Reggie Stephens (born February 21, 1975) is an American former professional football player who was a cornerback in the National Football League (NFL) and in the Arena Football League (AFL). He played college football for the Rutgers Scarlet Knights.

==Early life==
Stephens was born in Shreveport, Louisiana. At age 15, he moved to Santa Cruz, California, where he attended Santa Cruz High School and played high school football with Brendon Ayanbadejo. Stephens also competed in the boy's 100- and 200-meter dash, long jump, and 400-meter relay at Santa Cruz High. Stephens is now listed in the Santa Cruz High School Athletics Hall of Fame and Scott’s Valley High for his achievements in these sports and coaching

==College career==
After graduating from Santa Cruz High, Stephens played junior college football at Cabrillo College in Aptos, California. He was then accepted to Rutgers University–New Brunswick, where he played college football for the Rutgers Scarlet Knights.
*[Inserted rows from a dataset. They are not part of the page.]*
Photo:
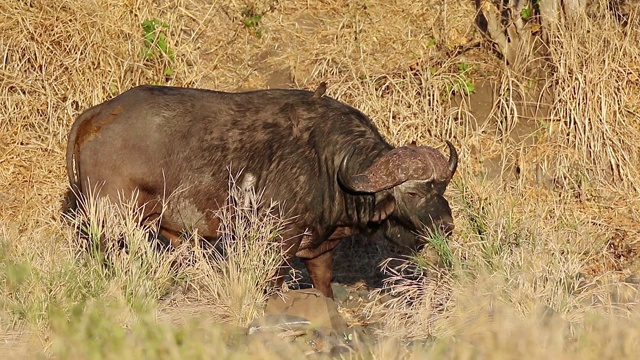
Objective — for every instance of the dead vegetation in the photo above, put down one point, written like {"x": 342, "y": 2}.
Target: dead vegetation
{"x": 544, "y": 260}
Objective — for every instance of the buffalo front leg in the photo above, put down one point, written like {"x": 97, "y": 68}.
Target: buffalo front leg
{"x": 320, "y": 270}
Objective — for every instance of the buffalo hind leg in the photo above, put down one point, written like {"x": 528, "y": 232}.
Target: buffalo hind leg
{"x": 320, "y": 270}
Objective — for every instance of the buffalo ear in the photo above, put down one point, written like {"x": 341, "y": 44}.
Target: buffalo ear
{"x": 384, "y": 208}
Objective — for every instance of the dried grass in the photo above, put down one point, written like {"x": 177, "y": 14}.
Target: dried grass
{"x": 554, "y": 228}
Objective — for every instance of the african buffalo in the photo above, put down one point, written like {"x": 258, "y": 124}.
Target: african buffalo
{"x": 323, "y": 160}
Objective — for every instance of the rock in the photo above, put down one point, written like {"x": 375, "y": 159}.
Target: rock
{"x": 340, "y": 293}
{"x": 339, "y": 351}
{"x": 310, "y": 304}
{"x": 279, "y": 323}
{"x": 632, "y": 279}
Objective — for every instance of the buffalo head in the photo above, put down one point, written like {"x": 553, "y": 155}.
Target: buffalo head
{"x": 408, "y": 184}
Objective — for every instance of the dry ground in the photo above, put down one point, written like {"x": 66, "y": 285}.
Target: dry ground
{"x": 544, "y": 261}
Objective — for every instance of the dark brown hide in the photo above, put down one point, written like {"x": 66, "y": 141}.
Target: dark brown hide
{"x": 177, "y": 146}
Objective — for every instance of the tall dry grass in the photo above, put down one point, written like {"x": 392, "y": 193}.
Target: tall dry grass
{"x": 546, "y": 244}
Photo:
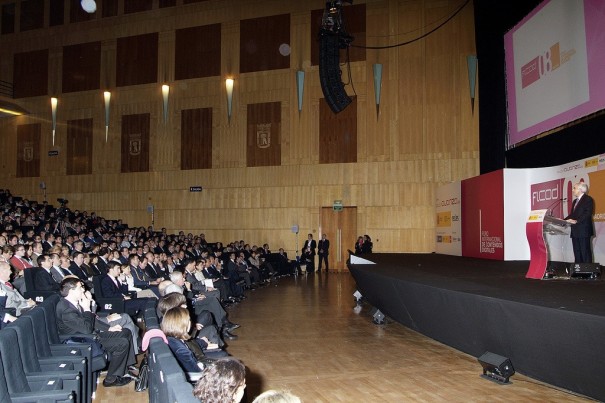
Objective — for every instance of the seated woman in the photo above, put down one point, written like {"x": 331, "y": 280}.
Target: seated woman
{"x": 204, "y": 323}
{"x": 192, "y": 354}
{"x": 223, "y": 382}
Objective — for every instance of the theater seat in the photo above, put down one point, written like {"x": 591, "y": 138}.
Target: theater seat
{"x": 46, "y": 393}
{"x": 18, "y": 381}
{"x": 30, "y": 288}
{"x": 34, "y": 362}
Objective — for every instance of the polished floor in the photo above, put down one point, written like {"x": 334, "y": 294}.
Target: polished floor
{"x": 303, "y": 335}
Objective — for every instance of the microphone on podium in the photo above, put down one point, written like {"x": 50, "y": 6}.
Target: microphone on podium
{"x": 549, "y": 210}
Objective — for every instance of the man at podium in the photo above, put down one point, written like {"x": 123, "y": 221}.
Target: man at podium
{"x": 582, "y": 228}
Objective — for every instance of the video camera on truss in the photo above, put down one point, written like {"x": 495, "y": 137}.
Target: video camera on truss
{"x": 332, "y": 23}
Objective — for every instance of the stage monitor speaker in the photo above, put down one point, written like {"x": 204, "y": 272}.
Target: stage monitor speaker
{"x": 496, "y": 368}
{"x": 588, "y": 271}
{"x": 330, "y": 73}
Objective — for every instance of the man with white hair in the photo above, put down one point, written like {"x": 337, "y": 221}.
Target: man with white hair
{"x": 580, "y": 218}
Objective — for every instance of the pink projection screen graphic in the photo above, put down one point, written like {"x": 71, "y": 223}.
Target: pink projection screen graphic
{"x": 555, "y": 66}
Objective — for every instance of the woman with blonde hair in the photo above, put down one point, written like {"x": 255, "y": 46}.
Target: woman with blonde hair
{"x": 192, "y": 354}
{"x": 222, "y": 382}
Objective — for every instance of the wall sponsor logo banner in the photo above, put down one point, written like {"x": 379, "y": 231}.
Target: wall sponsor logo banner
{"x": 483, "y": 212}
{"x": 448, "y": 230}
{"x": 548, "y": 195}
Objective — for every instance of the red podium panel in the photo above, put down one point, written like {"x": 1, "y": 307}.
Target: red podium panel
{"x": 537, "y": 223}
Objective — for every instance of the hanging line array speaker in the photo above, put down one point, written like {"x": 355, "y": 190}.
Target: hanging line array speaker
{"x": 330, "y": 73}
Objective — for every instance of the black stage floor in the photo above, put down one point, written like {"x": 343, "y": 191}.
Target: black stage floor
{"x": 552, "y": 330}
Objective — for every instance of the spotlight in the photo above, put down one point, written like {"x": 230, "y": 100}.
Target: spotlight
{"x": 357, "y": 296}
{"x": 496, "y": 368}
{"x": 378, "y": 317}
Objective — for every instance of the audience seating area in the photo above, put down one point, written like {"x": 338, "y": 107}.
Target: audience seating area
{"x": 35, "y": 364}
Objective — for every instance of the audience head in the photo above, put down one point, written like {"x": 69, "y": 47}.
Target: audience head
{"x": 176, "y": 323}
{"x": 173, "y": 288}
{"x": 223, "y": 381}
{"x": 171, "y": 300}
{"x": 5, "y": 271}
{"x": 162, "y": 287}
{"x": 68, "y": 284}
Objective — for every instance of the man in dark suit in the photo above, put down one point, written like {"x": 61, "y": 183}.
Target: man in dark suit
{"x": 74, "y": 315}
{"x": 323, "y": 252}
{"x": 111, "y": 287}
{"x": 582, "y": 228}
{"x": 43, "y": 280}
{"x": 308, "y": 253}
{"x": 103, "y": 260}
{"x": 76, "y": 266}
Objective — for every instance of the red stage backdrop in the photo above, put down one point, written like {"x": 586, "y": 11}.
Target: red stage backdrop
{"x": 483, "y": 216}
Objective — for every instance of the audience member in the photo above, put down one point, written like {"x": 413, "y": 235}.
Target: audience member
{"x": 222, "y": 382}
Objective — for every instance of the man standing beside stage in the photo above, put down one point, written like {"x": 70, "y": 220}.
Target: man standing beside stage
{"x": 582, "y": 228}
{"x": 323, "y": 252}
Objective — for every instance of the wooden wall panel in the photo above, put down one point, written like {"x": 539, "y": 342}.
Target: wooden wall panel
{"x": 260, "y": 42}
{"x": 264, "y": 134}
{"x": 338, "y": 134}
{"x": 137, "y": 6}
{"x": 32, "y": 14}
{"x": 82, "y": 67}
{"x": 79, "y": 147}
{"x": 196, "y": 138}
{"x": 424, "y": 135}
{"x": 77, "y": 13}
{"x": 137, "y": 60}
{"x": 197, "y": 52}
{"x": 30, "y": 73}
{"x": 167, "y": 3}
{"x": 57, "y": 12}
{"x": 28, "y": 150}
{"x": 110, "y": 8}
{"x": 8, "y": 19}
{"x": 135, "y": 143}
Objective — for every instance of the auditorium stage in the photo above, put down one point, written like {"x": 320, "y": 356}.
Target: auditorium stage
{"x": 552, "y": 330}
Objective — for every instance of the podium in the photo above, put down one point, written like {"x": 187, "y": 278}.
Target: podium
{"x": 538, "y": 223}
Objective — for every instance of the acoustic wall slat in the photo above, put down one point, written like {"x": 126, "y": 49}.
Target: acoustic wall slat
{"x": 77, "y": 13}
{"x": 110, "y": 8}
{"x": 338, "y": 134}
{"x": 57, "y": 12}
{"x": 32, "y": 14}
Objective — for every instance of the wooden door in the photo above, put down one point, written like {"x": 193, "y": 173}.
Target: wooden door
{"x": 340, "y": 228}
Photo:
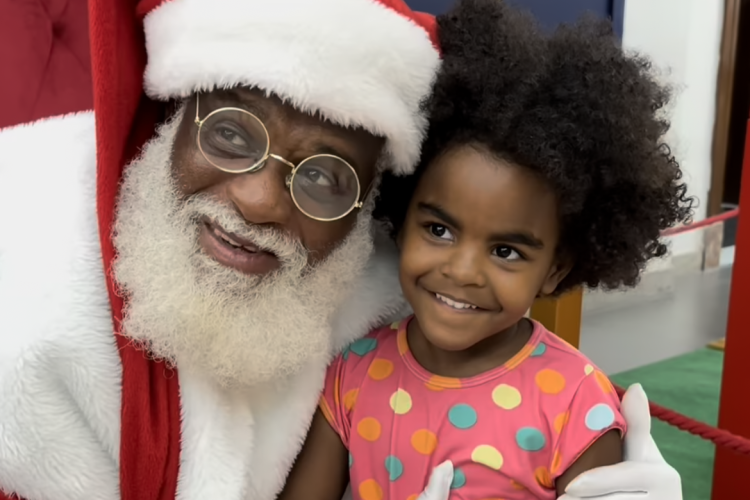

In his senior year, Stephens won the Homer Hazel Trophy, as MVP of the 1998 Rutgers Scarlet Knights football team, and was named First Team All-Big East by The Football News. He played in the East–West Shrine Bowl in January 1999 at Stanford Stadium.

==Professional career==
Stephens played for the NFL's New York Giants between 1999 and 2003. During his second season, in 2000, he recorded three interceptions and was a standout special teams player, helping the Giants reach Super Bowl XXXV.

== After Football ==

After he retired from playing, Stephens became a youth sports advocate. In 2017 he returned to Santa Cruz and founded the Reggie Stephens Foundation. The foundation trains boys and girls in baseketball and football. Stephens has also been an advisor to the Golden State Storm women's football team.